Dans un interview à Canal9 du 11 décembre 2015, Monsieur Eloi Rossier avait confirmé que le règlement communal était appliqué en priorité:
"Je confirme ce que votre reportage a mentionné tout à l’heure. Le règlement de la commune de Bagnes a été en son temps validé par le Conseil d’Etat. Et c’est vrai que la commune de Bagnes, il y a déjà fort longtemps, lorsqu’il s’était agi de relancer le domaine de la construction a voulu appliquer son règlement qui est un petit peu plus généreux que la loi cantonale sur la problématique des locaux qui ne sont pas compris dans la densité constructible."
Le Temps a relevé que le Tribunal cantonal et le Tribunal fédéral avaient tous deux jugé que le règlement cantonal primait par rapport au droit communal. Entremont Autrement a également analysé ces cas de jurisprudence dans un précédent article. Si les nouveaux conseillers communaux ne pouvaient le savoir, on peut quand même s'étonner que le service des constructions ait sorti de sa mémoire cet état de fait. Ne serait-ce pas le rôle de l'administration d'assurer une continuité entre les législatures, à moins bien sûr qu'ils ne répondent à des intérêts supérieurs que ceux destinés à garantir l'Etat de droit?
Le règlement communal de Bagnes exclut les sous-sols du calcul de la surface habitable. Il est plus permissif que la loi cantonale sur les constructions. Pour le président Eloi Rossier, c’est un premier élément d’explication. Mais même si le règlement a été homologué par le Conseil d’Etat, le Tribunal cantonal et le Tribunal fédéral ont tous deux jugé que le droit cantonal primait, déboutant la commune en 2011 et en 2012. Ces verdicts sont antérieurs aux dossiers analysés par les experts.
Même si nous avons identifié ci-dessus plusieurs acteurs aux fonctionnements peu adéquats, peut-on pour autant parler de système? Y a-t-il également des principes et des pratiques qui permettent d'étayer le fait qu'un système est à l’œuvre à Bagnes?

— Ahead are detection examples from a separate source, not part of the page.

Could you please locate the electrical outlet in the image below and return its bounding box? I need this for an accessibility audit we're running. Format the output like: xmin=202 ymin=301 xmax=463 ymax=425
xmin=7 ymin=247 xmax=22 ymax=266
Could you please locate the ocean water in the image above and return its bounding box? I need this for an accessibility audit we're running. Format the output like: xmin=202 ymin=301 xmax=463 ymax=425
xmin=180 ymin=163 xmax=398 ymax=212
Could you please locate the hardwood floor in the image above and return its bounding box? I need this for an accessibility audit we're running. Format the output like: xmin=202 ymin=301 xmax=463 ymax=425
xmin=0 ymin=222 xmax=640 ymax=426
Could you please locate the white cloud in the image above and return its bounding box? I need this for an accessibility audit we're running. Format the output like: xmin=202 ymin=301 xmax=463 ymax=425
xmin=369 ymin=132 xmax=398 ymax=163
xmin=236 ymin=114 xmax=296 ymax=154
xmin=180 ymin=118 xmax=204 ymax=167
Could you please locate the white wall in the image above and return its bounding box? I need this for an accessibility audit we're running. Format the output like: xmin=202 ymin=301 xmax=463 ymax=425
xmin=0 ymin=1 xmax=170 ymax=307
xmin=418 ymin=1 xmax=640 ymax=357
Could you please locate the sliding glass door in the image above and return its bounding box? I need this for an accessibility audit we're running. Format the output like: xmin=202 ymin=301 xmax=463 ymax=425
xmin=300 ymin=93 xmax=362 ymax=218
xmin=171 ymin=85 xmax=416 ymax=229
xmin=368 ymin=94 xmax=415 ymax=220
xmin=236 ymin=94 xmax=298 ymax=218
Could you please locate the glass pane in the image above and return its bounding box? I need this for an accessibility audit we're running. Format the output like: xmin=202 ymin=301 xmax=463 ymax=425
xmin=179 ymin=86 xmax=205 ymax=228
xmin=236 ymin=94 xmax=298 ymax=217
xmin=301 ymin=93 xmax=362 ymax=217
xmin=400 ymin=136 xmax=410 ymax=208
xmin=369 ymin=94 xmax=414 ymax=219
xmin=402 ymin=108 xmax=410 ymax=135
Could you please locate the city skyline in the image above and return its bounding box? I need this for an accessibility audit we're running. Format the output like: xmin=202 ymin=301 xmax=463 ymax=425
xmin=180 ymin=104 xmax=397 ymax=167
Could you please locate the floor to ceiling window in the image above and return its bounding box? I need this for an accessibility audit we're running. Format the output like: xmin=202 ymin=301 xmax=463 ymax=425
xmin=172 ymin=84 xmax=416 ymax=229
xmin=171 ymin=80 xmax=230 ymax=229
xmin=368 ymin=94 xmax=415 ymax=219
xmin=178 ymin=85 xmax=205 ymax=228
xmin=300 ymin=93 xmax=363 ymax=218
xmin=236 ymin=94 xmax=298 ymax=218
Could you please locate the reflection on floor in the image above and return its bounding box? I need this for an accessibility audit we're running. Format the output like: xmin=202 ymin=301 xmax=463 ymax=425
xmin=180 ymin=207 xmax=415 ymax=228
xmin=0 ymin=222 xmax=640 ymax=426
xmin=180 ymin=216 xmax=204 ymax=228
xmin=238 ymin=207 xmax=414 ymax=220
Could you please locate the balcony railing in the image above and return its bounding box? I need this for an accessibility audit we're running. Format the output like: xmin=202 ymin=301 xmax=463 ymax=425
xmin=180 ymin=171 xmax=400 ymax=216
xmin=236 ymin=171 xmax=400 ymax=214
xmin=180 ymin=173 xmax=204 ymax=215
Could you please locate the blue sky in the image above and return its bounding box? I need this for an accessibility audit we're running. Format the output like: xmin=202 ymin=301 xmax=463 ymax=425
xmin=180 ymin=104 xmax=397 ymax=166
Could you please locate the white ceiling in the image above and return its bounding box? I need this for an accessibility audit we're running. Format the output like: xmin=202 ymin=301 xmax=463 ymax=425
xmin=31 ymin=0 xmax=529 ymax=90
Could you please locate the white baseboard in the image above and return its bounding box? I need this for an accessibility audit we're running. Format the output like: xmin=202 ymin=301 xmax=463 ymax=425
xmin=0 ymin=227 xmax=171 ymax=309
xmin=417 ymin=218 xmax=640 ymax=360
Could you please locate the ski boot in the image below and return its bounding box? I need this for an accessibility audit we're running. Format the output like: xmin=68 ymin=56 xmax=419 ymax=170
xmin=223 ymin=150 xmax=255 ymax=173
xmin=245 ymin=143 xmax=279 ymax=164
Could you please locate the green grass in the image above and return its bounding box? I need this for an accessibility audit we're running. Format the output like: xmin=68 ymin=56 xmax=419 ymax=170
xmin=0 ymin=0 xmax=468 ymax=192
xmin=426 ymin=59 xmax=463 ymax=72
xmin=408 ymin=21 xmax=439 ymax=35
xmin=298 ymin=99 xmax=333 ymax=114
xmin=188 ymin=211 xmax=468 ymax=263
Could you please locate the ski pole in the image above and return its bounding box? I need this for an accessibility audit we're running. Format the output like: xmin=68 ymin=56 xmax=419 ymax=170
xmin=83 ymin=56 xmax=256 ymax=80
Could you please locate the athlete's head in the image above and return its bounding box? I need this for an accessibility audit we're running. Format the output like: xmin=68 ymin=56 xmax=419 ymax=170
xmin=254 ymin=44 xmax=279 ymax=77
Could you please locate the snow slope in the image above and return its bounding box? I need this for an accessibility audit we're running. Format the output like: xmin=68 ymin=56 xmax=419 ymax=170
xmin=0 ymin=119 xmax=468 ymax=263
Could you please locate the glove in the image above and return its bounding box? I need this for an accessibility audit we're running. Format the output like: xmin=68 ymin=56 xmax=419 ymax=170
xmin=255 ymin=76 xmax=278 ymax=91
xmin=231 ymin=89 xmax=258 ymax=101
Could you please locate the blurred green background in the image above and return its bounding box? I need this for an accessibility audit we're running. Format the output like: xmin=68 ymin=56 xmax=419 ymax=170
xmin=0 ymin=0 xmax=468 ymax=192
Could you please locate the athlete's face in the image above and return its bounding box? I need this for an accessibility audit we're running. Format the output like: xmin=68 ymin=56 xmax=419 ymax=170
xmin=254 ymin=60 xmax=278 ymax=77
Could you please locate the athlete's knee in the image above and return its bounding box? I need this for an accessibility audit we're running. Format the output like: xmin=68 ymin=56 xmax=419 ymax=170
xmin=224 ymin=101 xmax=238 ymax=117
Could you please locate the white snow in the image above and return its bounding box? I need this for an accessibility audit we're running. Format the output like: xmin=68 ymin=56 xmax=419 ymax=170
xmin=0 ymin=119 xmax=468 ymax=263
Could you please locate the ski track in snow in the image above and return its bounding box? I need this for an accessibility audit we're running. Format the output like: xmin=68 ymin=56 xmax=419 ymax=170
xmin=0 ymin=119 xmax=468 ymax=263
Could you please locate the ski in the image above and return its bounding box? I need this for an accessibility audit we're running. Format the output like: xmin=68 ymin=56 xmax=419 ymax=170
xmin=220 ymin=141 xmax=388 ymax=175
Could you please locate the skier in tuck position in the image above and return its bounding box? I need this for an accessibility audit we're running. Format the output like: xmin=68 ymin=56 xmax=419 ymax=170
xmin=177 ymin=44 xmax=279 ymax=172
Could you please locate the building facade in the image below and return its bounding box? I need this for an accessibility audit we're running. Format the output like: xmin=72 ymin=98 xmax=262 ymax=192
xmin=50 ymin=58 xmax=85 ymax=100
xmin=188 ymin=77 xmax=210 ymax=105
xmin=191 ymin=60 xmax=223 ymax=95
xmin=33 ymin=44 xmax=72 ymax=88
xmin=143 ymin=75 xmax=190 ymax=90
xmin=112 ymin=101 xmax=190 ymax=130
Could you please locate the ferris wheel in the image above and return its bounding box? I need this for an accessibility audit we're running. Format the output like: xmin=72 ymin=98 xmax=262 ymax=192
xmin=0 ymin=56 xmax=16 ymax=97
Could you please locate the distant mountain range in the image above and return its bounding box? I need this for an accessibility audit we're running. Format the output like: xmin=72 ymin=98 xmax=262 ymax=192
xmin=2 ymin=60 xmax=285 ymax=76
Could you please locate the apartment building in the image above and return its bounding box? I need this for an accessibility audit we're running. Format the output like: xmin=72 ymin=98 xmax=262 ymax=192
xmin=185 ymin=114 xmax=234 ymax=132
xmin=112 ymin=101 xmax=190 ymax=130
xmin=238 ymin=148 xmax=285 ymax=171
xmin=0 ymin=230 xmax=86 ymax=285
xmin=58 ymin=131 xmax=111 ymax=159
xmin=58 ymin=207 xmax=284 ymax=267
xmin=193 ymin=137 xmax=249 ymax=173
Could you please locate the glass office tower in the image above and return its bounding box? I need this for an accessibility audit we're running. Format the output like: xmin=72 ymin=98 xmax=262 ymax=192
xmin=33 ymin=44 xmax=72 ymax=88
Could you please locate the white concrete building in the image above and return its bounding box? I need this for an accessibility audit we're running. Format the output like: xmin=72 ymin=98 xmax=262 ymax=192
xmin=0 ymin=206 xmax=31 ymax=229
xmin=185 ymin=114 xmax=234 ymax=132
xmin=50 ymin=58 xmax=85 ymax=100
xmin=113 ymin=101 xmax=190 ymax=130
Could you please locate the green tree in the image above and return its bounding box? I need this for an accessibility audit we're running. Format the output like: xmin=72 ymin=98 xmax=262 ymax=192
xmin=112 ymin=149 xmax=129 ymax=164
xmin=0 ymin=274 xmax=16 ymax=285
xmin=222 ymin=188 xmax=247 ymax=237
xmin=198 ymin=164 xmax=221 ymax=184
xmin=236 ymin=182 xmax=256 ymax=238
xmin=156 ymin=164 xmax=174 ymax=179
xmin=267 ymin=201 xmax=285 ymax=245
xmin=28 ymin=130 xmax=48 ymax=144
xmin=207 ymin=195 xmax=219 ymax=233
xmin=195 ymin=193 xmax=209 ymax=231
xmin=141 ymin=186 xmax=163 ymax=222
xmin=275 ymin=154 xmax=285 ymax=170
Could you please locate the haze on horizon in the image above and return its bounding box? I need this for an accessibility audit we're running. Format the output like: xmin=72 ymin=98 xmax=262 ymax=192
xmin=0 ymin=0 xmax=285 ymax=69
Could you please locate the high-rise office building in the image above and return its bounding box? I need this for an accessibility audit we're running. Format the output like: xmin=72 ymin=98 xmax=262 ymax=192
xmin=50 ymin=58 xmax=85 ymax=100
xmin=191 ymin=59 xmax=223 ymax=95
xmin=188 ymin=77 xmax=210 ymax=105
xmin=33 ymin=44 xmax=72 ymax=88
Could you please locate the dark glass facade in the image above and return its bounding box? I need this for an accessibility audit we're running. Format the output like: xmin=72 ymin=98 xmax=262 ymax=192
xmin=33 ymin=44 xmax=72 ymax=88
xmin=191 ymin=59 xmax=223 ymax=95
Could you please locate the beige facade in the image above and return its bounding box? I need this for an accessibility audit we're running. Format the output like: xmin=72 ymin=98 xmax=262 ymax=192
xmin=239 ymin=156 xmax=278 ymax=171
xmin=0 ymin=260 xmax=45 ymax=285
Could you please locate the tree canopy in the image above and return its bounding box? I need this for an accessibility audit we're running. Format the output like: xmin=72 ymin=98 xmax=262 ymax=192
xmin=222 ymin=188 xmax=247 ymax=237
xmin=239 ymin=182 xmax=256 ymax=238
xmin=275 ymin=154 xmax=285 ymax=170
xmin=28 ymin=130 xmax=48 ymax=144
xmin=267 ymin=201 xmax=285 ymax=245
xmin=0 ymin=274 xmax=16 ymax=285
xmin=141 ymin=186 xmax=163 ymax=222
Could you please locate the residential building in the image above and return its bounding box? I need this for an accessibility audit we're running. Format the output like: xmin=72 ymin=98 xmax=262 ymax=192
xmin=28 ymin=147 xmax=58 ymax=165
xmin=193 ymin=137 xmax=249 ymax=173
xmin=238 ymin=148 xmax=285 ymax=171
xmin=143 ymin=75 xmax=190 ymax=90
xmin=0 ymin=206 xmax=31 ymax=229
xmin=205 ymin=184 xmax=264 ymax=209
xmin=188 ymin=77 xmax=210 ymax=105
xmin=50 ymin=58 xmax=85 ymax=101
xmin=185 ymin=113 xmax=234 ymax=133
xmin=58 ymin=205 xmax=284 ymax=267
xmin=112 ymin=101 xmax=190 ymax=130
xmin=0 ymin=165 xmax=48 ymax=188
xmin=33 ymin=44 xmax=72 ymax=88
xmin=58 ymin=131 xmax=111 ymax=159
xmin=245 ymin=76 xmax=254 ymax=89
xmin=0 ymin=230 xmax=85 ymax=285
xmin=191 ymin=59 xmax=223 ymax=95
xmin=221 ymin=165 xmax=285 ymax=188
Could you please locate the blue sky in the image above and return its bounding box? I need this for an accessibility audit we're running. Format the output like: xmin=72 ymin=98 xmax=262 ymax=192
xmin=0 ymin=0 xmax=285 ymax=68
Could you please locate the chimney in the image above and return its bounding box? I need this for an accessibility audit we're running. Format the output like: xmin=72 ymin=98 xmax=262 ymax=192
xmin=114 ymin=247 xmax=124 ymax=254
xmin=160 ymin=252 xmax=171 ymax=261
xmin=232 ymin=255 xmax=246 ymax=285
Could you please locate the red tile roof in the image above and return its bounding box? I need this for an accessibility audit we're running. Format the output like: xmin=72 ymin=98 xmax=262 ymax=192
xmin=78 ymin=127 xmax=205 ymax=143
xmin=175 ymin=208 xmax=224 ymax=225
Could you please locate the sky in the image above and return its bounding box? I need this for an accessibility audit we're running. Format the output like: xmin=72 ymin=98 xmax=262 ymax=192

Au niveau des principes, il convient de relever en premier lieu la culture du secret apparemment très présente au sein des autorités bagnardes, comme le relève le journal Le Temps:
Pour le président de la commune de Bagnes, Eloi Rossier, «Verbier joue la transparence» en invitant la presse. Mais l’exécutif refuse de publier le rapport des deux experts. Il devrait être rendu public lorsque le conseil général en aura pris connaissance, et seulement «sous certaines conditions». Pourtant, selon le préposé valaisan à la protection des données Sébastien Fanti, «c’est un document officiel» et «il n’y a pas de marge d’interprétation». Il faut le publier. Le juriste de la commune est d’un avis différent: «C’est un document d’information à usage interne».
En second lieu, peut-être est-il utile de relever le non respect du droit cantonal, comme le relève l'interview en décembre du président de commune sur Canal9 (déjà cité ci-dessus) ou plus récemment un article du NF (du vendredi 26 février):
« Et le président de nuancer que ces réalisations en sous-sol « n'ont aucun impact sur le paysage et le voisinage. » Mais ces constructions ne demeurent pas moins non conformes au droit cantonal.
Enfin, en dernier lieu, il convient d'identifier la différence de traitement qui semble prévaloir entre habitants de la région et étrangers si l'on en croit Monsieur Léonard Bender dans le journal Le Temps.
Peu à l’aise, l’architecte finit par lâcher: «Il y a un traitement pour les riches étrangers qui veulent une résidence secondaire, et un autre, plus sévère, pour les habitants de la région.»   
Certes, me direz-vous... Mais des fonctionnements peu adéquats et des principes en incohérence avec le respect de l'Etat de droit peuvent-ils à eux seuls légitimer le fait que nous sommes confrontés à un système ? Intéressons-nous donc à l'existence hypothétique de pratiques permettant de constater l'existence d'un système.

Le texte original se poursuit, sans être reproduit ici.